Not the form in which it occurs in food (vitamin K-quinone), but the reduced form vitamin K hydroquinone (KH2) is the active cofactor used by the enzyme γ-glutamyl carboxylase. KH2 is converted into vitamin K epoxide (KO), and KO is subsequently reduced into vitamin K and vitamin KH2 in two reactions by the action of one or more dithiol dependent vitamin K epoxide reductases (VKOR, Figure 3.2) [223]. This recycling mechanism is called the vitamin K-cycle and explains why the daily requirement for vitamin K is low and why vitamin K deficiency is rarely seen in healthy subjects [150, 226]. Besides in the dithiol-dependent pathway, vitamin K (and not KO) may also be reduced by DT-diaphorase, an NAD(P)H-dependent dehydrogenase. Although the DT-diaphorase is highly expressed in the liver, the dithiol-dependent pathway is the most active one for KH2 generation [249].

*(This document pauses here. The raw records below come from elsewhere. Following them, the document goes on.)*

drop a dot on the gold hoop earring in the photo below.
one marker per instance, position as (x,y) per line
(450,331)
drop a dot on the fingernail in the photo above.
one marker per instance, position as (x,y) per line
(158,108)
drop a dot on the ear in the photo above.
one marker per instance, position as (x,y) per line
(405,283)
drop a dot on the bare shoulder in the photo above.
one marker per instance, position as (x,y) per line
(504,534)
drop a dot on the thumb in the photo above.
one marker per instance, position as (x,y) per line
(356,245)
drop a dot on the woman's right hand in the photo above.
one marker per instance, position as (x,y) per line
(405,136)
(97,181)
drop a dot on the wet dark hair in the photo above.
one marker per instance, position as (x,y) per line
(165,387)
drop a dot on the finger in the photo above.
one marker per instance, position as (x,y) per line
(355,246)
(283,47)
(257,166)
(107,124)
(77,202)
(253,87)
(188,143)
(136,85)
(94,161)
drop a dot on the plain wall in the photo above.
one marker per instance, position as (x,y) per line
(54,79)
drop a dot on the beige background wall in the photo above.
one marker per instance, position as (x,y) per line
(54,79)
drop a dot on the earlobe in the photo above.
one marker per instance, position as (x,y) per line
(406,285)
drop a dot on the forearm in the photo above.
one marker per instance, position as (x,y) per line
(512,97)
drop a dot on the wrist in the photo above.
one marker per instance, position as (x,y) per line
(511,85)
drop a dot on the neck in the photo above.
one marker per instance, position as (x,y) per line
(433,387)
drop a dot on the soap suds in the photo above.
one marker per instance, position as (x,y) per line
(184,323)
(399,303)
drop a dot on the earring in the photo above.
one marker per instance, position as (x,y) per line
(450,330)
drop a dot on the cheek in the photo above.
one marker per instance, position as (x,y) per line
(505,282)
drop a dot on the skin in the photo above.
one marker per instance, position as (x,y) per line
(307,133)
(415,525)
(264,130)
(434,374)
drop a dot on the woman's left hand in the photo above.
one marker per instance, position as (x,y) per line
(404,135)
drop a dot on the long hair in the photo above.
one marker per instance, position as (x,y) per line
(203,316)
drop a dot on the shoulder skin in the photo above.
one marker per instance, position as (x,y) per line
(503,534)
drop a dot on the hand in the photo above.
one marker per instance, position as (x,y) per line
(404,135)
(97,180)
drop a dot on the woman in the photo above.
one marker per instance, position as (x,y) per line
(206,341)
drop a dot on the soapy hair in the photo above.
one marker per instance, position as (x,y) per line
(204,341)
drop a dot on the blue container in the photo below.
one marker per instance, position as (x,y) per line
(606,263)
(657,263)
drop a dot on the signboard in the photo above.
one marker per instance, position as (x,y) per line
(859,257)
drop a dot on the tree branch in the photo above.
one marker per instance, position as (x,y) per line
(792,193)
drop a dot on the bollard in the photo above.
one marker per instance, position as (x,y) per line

Cofactor activities of K1 and MK-4 in in vitro carboxylase studies are comparable as indicated by almost equal concentrations for half-maximal reaction velocity in specific assays for carboxylase and VKOR [26]. For the in vivo biological activity vitamin K-deficient rats were used to test the potency of various forms of vitamin K to counteract hypoprothrombinaemia. Two studies suggested respectively a 2-5 [73] and a 8 fold higher activity of K1 [131]. In other words, vitamin K1 has a higher biological γ -glutamyl carboxylase cofactor activity in the liver than has MK-4. Since both vitamins have comparable in vitro cofactor activity, differences in biological activity may be explained by different tissue distribution. Supportive for this theory is the observed 10-fold higher hepatic accumulation of K1 than of MK-4 whereas MK-4 was preferentially taken up by a number of extra-hepatic tissues [189].